Personally, I am still working to figure out what art is, what the purpose of art is, and why some human beings even bother to make art. When I go back to the beginnings, the earliest expressions of what we now call art – cave paintings & carvings – I am captured by the thought that those primordial people had something other than making art in mind. I don’t think for an instant that our primordial ancestors asked about what they were doing. It’s almost as if an urge needed expression and carvings and cave paintings were simply the necessary outlet.
I believe as well that expressions through singing, chanting, dancing, drumming and the like all came into being and developed because of a rising need for the release of celebration and expression that could not be suppressed. They could not simply sit on their hands and ignore these creative urges that were rising up within them.
Today – and I promise to be very brief – art is treated as are all human products as an economic commodity. Those who buy and sell art, after stealing it from the artist – that is all but the motion picture artists – run off with the many objects of art in the world to buy and sell them with vigorous abandon. Success is often measured by the auction block price tag. And while the artist never sees a dime of those later transactions, that artist is deemed a great success because some of their work sold for thousands, even millions, of dollars. These are transactions which completely exclude the artists.
How did we get from our ancestral heritage of mark-making to today’s “art market”? It’s a question that has interested me for the past decade. Before that time I was all too willing to sell whatever artwork it was that I had made in order to become a “success”. No longer though. I’ve absolutely no interest in playing the art world game with all of its sham, glitter, and goo. I know why I make the art I do and the source from whence it comes. I even know the purpose of my art, and it isn’t to garner personal fame or fortune. In fact, since there’s little or nothing that I want to do to change that condition, is the question even worth my asking?
I think it may be of some value on a personal level because I am still trying to grasp my role as an artist in this world.
As I’m “talking” here, perhaps the question that I’m after is indeed deeply personal and can best be shaped by asking, how I can reconnect with those primordial ancestors who made such innocent and selfless marks? How best do I draw from their drive because I believe that, for them, it was a spiritual drive. So is mine.
In those primordial days, I don’t see someone sitting around thinking in terms of bison anatomy and landscape beauty that they wish to capture visually. I see someone whose entire world was spiritual. This is one of the marks of the emergence of humanity, the acknowledgment of connection with the spiritual realm(s).
I see a duality of vision – harmonious to be sure – wherein those early peoples could see both the living animals as well as their spirits at the same time. I neither know nor care what that looks like in literal terms. What I do care about is the fact of this dual vision they experienced and carried within themselves.
Somewhere, somehow, a person chose to celebrate and express that dual vision in imagery. Carving – even desiring to carve – and painting developed into a means of that celebratory expression. I want to know this selfsame celebration and expression – the primordial essence of what it means to be human and to make marks of meaning.
In my own parallel experience, my life has been deeply touched by Father God.

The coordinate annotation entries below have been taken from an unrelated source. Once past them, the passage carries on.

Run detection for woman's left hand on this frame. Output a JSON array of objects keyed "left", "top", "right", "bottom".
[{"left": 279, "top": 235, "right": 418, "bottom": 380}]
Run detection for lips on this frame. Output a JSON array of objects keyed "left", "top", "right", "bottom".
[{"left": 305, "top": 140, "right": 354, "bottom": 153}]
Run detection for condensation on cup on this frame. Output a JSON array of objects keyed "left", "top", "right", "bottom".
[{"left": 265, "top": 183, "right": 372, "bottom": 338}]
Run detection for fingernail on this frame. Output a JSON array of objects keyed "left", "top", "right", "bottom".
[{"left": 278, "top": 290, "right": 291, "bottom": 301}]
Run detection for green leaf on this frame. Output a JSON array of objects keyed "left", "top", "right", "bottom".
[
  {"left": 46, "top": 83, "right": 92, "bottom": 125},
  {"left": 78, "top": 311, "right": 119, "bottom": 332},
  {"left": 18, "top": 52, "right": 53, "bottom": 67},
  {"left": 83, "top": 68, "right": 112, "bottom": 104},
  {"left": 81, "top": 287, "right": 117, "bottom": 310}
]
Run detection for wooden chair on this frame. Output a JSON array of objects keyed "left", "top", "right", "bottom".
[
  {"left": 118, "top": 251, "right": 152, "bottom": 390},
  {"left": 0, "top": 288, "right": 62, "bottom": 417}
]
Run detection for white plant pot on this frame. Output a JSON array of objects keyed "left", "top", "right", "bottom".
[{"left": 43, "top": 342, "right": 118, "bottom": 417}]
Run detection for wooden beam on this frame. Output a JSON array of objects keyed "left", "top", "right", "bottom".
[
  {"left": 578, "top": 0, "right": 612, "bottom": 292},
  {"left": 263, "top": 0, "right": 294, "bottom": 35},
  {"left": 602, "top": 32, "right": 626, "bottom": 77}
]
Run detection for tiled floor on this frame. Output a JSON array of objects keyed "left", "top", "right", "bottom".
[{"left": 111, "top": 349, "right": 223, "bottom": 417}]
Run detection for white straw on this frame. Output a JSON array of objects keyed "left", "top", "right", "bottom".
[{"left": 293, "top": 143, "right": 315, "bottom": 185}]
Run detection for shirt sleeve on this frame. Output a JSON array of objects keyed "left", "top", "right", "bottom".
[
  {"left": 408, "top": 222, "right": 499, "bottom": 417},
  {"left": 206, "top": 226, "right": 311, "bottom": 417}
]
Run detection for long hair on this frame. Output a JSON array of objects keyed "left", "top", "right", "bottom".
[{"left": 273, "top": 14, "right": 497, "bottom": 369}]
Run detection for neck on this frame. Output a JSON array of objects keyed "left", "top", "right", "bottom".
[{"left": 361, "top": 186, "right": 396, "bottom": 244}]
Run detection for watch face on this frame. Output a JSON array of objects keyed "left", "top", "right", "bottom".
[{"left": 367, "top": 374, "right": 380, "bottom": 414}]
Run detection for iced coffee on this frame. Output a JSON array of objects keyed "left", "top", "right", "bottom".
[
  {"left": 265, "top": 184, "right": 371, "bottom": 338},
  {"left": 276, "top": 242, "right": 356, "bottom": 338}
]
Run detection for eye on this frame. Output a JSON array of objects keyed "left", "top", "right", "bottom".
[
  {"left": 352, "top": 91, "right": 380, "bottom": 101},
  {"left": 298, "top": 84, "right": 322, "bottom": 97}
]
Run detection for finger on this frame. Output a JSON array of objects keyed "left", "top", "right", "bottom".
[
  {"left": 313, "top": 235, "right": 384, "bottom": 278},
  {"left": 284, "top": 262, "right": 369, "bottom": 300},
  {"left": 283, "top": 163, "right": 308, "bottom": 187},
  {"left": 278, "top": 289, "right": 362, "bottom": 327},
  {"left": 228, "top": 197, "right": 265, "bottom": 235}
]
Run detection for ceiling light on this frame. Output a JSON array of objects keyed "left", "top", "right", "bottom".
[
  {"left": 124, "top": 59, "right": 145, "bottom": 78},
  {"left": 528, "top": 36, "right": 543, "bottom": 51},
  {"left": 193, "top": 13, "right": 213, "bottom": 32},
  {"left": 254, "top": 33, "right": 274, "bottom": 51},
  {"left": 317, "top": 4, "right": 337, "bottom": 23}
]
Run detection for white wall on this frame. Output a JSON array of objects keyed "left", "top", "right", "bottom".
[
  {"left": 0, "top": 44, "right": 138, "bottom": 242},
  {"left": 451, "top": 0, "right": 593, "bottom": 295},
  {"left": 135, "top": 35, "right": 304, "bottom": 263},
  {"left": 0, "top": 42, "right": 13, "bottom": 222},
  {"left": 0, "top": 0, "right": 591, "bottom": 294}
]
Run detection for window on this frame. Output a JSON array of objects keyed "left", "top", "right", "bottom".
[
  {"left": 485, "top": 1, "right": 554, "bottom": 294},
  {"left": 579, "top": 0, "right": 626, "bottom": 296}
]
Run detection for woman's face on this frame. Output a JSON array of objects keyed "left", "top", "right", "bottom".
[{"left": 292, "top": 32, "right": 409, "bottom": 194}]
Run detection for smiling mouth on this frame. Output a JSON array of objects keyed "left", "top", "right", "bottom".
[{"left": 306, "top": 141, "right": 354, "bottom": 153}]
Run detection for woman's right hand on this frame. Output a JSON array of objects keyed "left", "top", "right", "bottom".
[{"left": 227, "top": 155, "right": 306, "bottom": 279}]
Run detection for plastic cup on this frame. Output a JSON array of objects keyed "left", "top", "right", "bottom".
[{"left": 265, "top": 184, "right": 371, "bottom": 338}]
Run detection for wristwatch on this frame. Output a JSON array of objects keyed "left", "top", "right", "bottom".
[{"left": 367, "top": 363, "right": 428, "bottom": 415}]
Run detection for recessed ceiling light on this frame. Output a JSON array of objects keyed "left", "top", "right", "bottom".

He and I developed a relationship and to this day we live in that relationship. Because Father created me as an artist, something of our spiritual relationship rises up in me and will not be silenced or ignored. I must express and, yes, even celebrate, this relationship through my artmaking with Father. It is this celebration of relationship that leads me to see our artmaking together as an act of worship. If I’d been born as I am, millennia ago, I would have experienced this selfsame life, not of creativity, but of artistic expression.
As it is, I do chant and play drums as worship. I do paint and write as worship. The writing I am doing right here, right now, is an active celebration of my relationship with my Beloved Father God. In a way, I suppose I am that so-called caveman who has dire need to share, celebrate, and express his dual vision of the physical and the spiritual with the others of his tribal clan.